The cvu_cfg_graph.cpp looks like this.

cvu_cfg_graph.cpp

#include <string.h>
#include <simaai/parser.h>
#include <simaai/ev_cfg_helper.h>
#include <simaai/platform/simaevxxipc.h>

#define SIMA_IPC_CODE_GRAPH_SIMA_ATOMIC_RESIZE (8)
#define INPUT_WIDTH   (1)
#define INPUT_HEIGHT  (2)
#define OUTPUT_WIDTH  (3)
#define OUTPUT_HEIGHT (4)
#define BATCH_SIZE    (5)
#define RSZ_TYPE      (6)

void configure_graph(const char *json_in) {
    simaai_params_t *params = parser_node_struct_init();
    if (params == NULL) {
        std::cout << "Unable to create params \n";
    }
    if ((parse_json_file(json_in, params) != PARSER_SUCCESS)) {
        std::cout << "Unable to start parser \n";
    }

    uint8_t *buf = (uint8_t *)calloc(1, sizeof(uint8_t) * 16);

    int val = *((int *)parser_get_int(params, "img_height"));
    send_i32_param(2, SIMA_IPC_CODE_GRAPH_SIMA_ATOMIC_RESIZE, INPUT_HEIGHT, buf, val);
    send_i32_param(2, SIMA_IPC_CODE_GRAPH_SIMA_ATOMIC_RESIZE, INPUT_HEIGHT, buf, val);

    val = *((int *)parser_get_int(params, "img_width"));
    send_i32_param(2, SIMA_IPC_CODE_GRAPH_SIMA_ATOMIC_RESIZE, INPUT_WIDTH, buf, val);

    val = *((int *)parser_get_int(params, "output_width"));
    send_i32_param(2, SIMA_IPC_CODE_GRAPH_SIMA_ATOMIC_RESIZE, OUTPUT_WIDTH, buf, val);

    val = *((int *)parser_get_int(params, "output_height"));
    send_i32_param(2, SIMA_IPC_CODE_GRAPH_SIMA_ATOMIC_RESIZE, OUTPUT_HEIGHT, buf, val);

    val = *((int *)parser_get_int(params, "batch_size"));
    send_i32_param(2, SIMA_IPC_CODE_GRAPH_SIMA_ATOMIC_RESIZE, BATCH_SIZE, buf, val);

    val = *((int *)parser_get_int(params, "rsz_type"));
    send_i32_param(2, SIMA_IPC_CODE_GRAPH_SIMA_ATOMIC_RESIZE, RSZ_TYPE, buf, val);

    std::cout << "Completed Resize Graph Configure \n";
    free(buf);
}

CMakeLists.txt

This CMakeLists.txt contains the configuration to compile and generate binary.
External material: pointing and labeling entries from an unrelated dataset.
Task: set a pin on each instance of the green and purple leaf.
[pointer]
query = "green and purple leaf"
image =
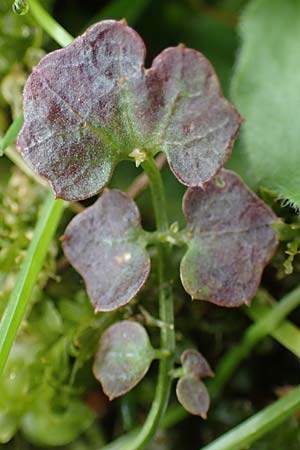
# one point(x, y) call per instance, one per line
point(124, 357)
point(194, 363)
point(105, 245)
point(92, 104)
point(193, 395)
point(232, 240)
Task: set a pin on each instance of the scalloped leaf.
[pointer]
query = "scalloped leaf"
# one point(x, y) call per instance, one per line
point(194, 363)
point(193, 395)
point(105, 245)
point(232, 240)
point(92, 104)
point(124, 357)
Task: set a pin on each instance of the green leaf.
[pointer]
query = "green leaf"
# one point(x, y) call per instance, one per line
point(113, 108)
point(265, 88)
point(231, 241)
point(44, 425)
point(124, 357)
point(193, 395)
point(105, 245)
point(8, 426)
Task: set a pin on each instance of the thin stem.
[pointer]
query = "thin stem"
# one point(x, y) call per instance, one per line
point(252, 429)
point(20, 296)
point(54, 29)
point(138, 440)
point(158, 194)
point(46, 225)
point(265, 325)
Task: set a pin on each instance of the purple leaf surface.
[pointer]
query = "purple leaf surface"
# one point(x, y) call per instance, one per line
point(194, 363)
point(92, 104)
point(124, 357)
point(105, 245)
point(193, 395)
point(232, 240)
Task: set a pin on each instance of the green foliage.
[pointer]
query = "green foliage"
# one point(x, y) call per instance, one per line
point(264, 88)
point(49, 395)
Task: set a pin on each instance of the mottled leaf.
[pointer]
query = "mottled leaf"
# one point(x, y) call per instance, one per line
point(231, 241)
point(265, 87)
point(193, 395)
point(105, 245)
point(124, 356)
point(194, 363)
point(92, 104)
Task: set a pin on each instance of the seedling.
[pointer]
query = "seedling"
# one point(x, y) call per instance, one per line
point(93, 104)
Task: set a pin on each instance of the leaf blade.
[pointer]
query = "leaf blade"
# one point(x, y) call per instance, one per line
point(232, 240)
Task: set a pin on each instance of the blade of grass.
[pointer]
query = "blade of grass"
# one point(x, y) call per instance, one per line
point(266, 324)
point(46, 225)
point(122, 9)
point(11, 133)
point(54, 29)
point(256, 426)
point(287, 334)
point(20, 296)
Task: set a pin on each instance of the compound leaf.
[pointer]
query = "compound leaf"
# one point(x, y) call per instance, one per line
point(92, 104)
point(231, 241)
point(264, 87)
point(105, 245)
point(124, 357)
point(194, 363)
point(193, 395)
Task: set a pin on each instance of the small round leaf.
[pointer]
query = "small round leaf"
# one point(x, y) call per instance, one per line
point(194, 363)
point(105, 245)
point(193, 395)
point(232, 241)
point(92, 104)
point(124, 357)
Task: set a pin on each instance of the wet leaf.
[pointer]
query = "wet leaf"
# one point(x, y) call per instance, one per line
point(92, 104)
point(124, 357)
point(105, 245)
point(194, 363)
point(231, 241)
point(193, 395)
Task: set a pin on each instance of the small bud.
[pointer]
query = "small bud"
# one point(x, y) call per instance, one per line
point(138, 155)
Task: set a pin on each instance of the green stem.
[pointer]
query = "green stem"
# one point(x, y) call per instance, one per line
point(20, 296)
point(252, 429)
point(263, 327)
point(162, 394)
point(157, 194)
point(54, 29)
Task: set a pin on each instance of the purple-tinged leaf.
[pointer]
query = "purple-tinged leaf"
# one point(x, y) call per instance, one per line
point(232, 240)
point(92, 104)
point(193, 395)
point(124, 357)
point(105, 245)
point(194, 363)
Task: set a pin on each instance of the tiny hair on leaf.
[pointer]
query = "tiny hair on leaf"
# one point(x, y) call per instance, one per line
point(232, 240)
point(124, 356)
point(93, 104)
point(105, 245)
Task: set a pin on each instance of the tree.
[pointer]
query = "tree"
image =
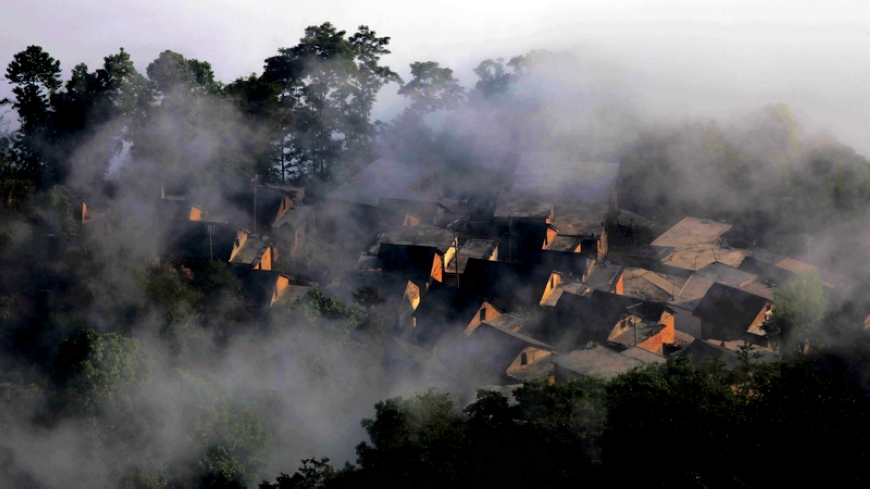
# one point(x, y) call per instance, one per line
point(35, 76)
point(93, 369)
point(798, 308)
point(432, 88)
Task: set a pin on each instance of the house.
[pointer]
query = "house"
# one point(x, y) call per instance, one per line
point(606, 277)
point(414, 262)
point(262, 289)
point(294, 225)
point(262, 204)
point(595, 362)
point(696, 243)
point(652, 286)
point(631, 229)
point(415, 251)
point(608, 319)
point(490, 355)
point(192, 241)
point(478, 248)
point(730, 314)
point(507, 284)
point(445, 311)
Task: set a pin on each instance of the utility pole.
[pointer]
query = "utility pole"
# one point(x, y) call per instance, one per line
point(456, 253)
point(510, 241)
point(210, 249)
point(256, 182)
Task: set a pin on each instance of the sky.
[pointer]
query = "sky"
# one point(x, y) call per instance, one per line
point(677, 57)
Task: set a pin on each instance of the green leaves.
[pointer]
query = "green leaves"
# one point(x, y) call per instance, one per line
point(432, 88)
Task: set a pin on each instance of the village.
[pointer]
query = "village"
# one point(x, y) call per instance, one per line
point(550, 281)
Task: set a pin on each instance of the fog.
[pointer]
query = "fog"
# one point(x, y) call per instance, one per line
point(638, 66)
point(679, 57)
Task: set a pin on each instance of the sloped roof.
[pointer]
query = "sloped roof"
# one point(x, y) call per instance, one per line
point(190, 240)
point(729, 311)
point(410, 261)
point(691, 231)
point(557, 175)
point(715, 273)
point(597, 362)
point(577, 319)
point(506, 284)
point(258, 286)
point(438, 238)
point(295, 216)
point(384, 178)
point(251, 250)
point(444, 310)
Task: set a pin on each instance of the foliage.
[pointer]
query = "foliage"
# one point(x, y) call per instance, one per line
point(92, 368)
point(432, 88)
point(799, 306)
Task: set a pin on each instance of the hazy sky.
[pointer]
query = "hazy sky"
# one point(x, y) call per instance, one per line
point(678, 57)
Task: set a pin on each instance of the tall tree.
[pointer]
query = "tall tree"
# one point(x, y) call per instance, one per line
point(35, 76)
point(432, 88)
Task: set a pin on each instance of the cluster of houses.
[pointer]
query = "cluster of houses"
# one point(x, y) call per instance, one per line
point(552, 280)
point(246, 228)
point(549, 279)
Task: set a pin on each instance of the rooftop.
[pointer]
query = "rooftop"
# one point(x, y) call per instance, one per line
point(692, 232)
point(597, 362)
point(295, 216)
point(645, 356)
point(645, 284)
point(522, 207)
point(715, 273)
point(729, 310)
point(384, 178)
point(251, 250)
point(472, 248)
point(604, 276)
point(507, 322)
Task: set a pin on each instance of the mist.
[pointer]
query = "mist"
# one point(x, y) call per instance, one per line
point(618, 81)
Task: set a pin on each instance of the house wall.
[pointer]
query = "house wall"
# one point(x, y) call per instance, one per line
point(437, 272)
point(619, 286)
point(280, 287)
point(552, 284)
point(665, 336)
point(412, 291)
point(491, 313)
point(687, 323)
point(532, 356)
point(551, 234)
point(602, 245)
point(195, 214)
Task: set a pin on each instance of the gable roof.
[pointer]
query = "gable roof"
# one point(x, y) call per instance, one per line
point(384, 178)
point(729, 311)
point(438, 238)
point(484, 356)
point(258, 286)
point(443, 310)
point(505, 283)
point(577, 320)
point(561, 176)
point(250, 252)
point(597, 362)
point(191, 240)
point(411, 261)
point(767, 272)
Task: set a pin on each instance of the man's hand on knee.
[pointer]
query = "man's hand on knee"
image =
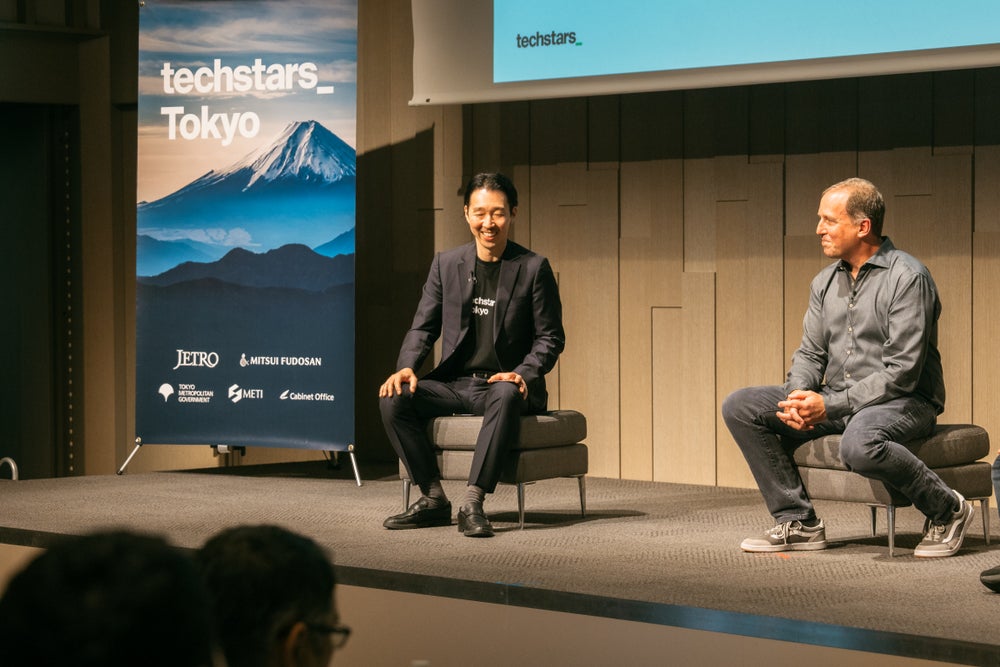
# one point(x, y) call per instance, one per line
point(802, 410)
point(522, 386)
point(393, 386)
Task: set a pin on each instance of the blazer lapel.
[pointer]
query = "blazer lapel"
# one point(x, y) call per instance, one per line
point(509, 270)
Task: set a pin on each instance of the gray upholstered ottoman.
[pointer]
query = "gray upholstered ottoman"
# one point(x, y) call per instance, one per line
point(953, 452)
point(550, 445)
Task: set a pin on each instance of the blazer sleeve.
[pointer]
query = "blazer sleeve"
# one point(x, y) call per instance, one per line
point(426, 327)
point(548, 336)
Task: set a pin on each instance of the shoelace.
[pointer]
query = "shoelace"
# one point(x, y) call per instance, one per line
point(780, 531)
point(934, 531)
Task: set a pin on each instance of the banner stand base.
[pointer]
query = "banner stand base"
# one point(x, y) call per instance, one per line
point(223, 448)
point(138, 444)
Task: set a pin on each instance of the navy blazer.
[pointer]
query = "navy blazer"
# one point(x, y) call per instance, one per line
point(528, 334)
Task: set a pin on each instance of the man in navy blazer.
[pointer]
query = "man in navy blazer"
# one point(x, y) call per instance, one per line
point(495, 305)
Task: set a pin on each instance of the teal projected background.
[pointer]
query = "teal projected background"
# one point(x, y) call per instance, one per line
point(571, 38)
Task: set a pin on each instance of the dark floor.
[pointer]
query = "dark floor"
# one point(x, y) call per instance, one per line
point(651, 552)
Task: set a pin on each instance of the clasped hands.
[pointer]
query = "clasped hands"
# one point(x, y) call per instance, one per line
point(802, 410)
point(394, 383)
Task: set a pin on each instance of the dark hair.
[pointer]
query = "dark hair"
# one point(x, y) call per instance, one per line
point(864, 201)
point(492, 181)
point(107, 599)
point(263, 579)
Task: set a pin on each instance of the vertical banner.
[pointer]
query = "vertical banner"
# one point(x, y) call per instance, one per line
point(245, 223)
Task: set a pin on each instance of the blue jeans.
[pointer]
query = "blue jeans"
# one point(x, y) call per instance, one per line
point(869, 445)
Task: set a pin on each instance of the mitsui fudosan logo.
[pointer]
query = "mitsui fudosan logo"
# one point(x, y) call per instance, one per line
point(552, 38)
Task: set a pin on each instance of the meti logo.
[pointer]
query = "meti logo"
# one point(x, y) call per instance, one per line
point(551, 38)
point(197, 359)
point(237, 393)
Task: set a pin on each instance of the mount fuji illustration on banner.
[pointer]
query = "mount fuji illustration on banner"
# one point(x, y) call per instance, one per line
point(299, 189)
point(245, 223)
point(245, 300)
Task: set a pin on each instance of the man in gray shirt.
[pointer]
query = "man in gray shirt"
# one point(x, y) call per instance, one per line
point(868, 367)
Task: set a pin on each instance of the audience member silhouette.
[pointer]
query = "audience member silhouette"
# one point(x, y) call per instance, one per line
point(107, 599)
point(273, 595)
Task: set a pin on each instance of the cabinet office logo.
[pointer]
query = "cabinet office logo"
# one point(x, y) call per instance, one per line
point(291, 395)
point(551, 38)
point(263, 360)
point(238, 393)
point(187, 358)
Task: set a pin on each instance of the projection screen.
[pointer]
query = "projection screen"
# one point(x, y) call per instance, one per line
point(468, 51)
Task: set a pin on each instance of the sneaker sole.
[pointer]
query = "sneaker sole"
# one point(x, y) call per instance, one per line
point(944, 553)
point(776, 548)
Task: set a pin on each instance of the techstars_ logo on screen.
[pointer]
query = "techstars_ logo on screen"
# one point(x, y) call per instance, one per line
point(552, 38)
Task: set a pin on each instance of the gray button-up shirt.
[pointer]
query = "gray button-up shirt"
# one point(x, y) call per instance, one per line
point(873, 339)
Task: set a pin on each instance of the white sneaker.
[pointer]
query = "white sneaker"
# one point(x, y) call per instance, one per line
point(945, 539)
point(788, 536)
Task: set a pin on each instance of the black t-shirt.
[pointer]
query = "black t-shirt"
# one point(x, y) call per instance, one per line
point(482, 356)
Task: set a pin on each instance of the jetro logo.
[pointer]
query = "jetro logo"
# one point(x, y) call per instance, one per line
point(197, 359)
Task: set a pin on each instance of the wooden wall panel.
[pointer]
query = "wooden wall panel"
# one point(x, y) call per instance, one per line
point(651, 259)
point(987, 194)
point(937, 229)
point(806, 176)
point(699, 215)
point(986, 324)
point(749, 322)
point(574, 222)
point(684, 386)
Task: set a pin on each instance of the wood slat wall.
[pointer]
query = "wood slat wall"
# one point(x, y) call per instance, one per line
point(681, 226)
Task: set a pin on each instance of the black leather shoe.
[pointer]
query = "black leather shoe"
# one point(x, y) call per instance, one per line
point(472, 521)
point(991, 579)
point(421, 514)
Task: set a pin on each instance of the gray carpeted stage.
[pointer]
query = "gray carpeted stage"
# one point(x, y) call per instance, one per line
point(651, 552)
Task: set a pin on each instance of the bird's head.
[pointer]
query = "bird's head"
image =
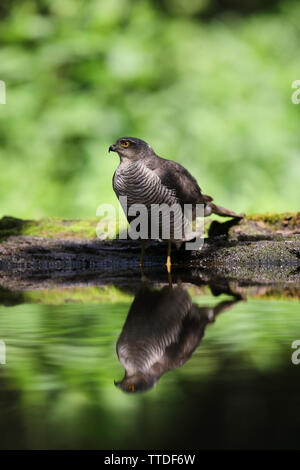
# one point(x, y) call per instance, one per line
point(131, 148)
point(137, 383)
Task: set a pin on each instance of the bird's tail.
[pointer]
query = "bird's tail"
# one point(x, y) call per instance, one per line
point(224, 212)
point(212, 208)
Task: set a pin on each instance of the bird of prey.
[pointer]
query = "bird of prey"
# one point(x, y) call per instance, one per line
point(145, 178)
point(162, 330)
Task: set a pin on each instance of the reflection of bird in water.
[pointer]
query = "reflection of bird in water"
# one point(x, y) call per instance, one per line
point(162, 330)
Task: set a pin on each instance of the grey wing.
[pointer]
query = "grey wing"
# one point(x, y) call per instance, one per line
point(174, 176)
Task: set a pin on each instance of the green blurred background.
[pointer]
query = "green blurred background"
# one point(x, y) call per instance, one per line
point(206, 83)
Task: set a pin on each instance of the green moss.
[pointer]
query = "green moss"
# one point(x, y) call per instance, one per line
point(285, 219)
point(57, 228)
point(77, 295)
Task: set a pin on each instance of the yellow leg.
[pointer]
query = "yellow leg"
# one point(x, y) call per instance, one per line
point(144, 242)
point(168, 263)
point(143, 277)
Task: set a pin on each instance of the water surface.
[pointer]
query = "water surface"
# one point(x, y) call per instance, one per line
point(238, 389)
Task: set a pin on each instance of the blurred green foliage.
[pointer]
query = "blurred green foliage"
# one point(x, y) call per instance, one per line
point(208, 88)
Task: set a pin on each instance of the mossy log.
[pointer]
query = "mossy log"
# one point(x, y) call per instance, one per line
point(261, 250)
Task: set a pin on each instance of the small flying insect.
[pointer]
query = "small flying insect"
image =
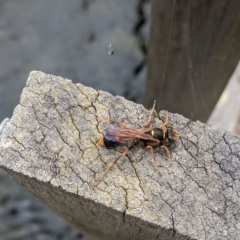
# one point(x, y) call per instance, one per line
point(110, 49)
point(118, 132)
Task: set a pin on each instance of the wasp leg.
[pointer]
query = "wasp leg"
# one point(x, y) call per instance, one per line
point(106, 120)
point(153, 157)
point(168, 153)
point(150, 115)
point(110, 166)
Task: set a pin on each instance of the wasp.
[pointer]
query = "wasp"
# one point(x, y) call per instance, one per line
point(118, 132)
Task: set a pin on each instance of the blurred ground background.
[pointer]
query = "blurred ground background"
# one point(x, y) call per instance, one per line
point(69, 39)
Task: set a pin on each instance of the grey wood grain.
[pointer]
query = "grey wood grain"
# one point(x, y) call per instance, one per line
point(49, 147)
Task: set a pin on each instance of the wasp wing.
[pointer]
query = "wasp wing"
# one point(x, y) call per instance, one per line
point(117, 133)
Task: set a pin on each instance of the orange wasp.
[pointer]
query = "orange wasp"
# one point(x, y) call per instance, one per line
point(118, 132)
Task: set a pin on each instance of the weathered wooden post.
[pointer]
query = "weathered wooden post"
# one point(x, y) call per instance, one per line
point(49, 147)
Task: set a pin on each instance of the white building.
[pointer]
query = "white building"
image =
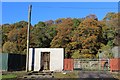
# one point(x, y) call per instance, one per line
point(50, 59)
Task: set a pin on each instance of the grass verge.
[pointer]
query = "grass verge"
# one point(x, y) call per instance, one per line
point(66, 75)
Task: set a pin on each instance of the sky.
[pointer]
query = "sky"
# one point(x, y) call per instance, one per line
point(13, 12)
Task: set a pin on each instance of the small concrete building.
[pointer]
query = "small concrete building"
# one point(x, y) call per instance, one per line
point(50, 59)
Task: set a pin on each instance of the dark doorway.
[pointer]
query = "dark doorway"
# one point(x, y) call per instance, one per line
point(45, 61)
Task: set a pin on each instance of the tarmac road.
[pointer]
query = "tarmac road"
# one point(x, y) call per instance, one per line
point(95, 74)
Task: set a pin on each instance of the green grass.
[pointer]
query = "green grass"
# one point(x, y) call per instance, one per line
point(9, 76)
point(67, 75)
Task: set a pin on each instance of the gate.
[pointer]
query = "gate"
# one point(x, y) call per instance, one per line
point(91, 64)
point(68, 64)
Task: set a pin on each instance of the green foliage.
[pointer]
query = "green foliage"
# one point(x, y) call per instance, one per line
point(105, 51)
point(81, 37)
point(10, 47)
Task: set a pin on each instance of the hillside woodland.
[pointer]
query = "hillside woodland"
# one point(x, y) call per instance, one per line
point(80, 37)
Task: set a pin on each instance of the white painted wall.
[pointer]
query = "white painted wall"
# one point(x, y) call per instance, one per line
point(56, 58)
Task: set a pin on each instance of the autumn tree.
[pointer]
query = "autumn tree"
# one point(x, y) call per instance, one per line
point(87, 37)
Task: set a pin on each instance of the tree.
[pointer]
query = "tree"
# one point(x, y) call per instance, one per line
point(88, 36)
point(10, 47)
point(42, 35)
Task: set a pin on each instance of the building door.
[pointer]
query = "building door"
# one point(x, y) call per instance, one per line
point(45, 61)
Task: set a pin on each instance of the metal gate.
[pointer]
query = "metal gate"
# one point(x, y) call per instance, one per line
point(91, 64)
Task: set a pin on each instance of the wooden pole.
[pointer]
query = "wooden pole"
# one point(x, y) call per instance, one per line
point(28, 36)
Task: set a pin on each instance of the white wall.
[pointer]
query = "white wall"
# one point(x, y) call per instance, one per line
point(56, 58)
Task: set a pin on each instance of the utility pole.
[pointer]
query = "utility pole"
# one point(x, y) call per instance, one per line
point(28, 36)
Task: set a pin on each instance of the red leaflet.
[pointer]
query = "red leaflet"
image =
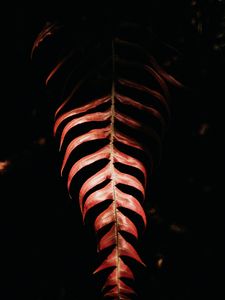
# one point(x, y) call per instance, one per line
point(114, 176)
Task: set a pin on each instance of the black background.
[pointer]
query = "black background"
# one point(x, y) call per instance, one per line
point(47, 253)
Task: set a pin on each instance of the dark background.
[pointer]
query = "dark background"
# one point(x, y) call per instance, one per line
point(47, 253)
It looks like this.

CMakeLists.txt

cmake_minimum_required(VERSION 3.16)

# set the project name
set(GRAPH_NAME "resize_008")
set(PROJECT_NAME "CVU Graph Cfg. App.")

project("${PROJECT_NAME}"
    VERSION 0.1
    DESCRIPTION "CVU Graph Configuration Application"
    LANGUAGES C CXX)

set(PIPELINE_SOURCES
    cvu_cfg_graph.cpp)

execute_process(
    COMMAND git rev-parse --abbrev-ref HEAD
    WORKING_DIRECTORY ${CMAKE_SOURCE_DIR}
    OUTPUT_VARIABLE GIT_BRANCH
    OUTPUT_STRIP_TRAILING_WHITESPACE
)

# Get the latest abbreviated commit hash of the working branch
execute_process(
    COMMAND git log -1 --format=%h
    WORKING_DIRECTORY ${CMAKE_SOURCE_DIR}
    OUTPUT_VARIABLE GIT_COMMIT_HASH
    OUTPUT_STRIP_TRAILING_WHITESPACE
)

link_directories(${CMAKE_INSTALL_DIR}/core
    ${CMAKE_INSTALL_DIR}/gst
)

include(GNUInstallDirs)

# ev-configuration genertion executable
set(EV_EXEC_NAME "${GRAPH_NAME}_cvu_cfg_app")

add_executable(${EV_EXEC_NAME}
    cvu_cfg_main.cpp
    cvu_cfg_graph.cpp)

target_link_libraries(${EV_EXEC_NAME}
    PUBLIC
    simaaiparser
    evhelpers)

INSTALL(TARGETS "${EV_EXEC_NAME}")

Compile

• Create a directory named build and change directory to it.

mkdir build && cd build

• Export poky’s environment for using cmake.

source /opt/poky/4.0.10/environment-setup-cortexa65-poky-linux

• Run cmake

cmake ..

• Run make

make

This will generate a binary named ev_cfg_app inside build directory which is A65 executable.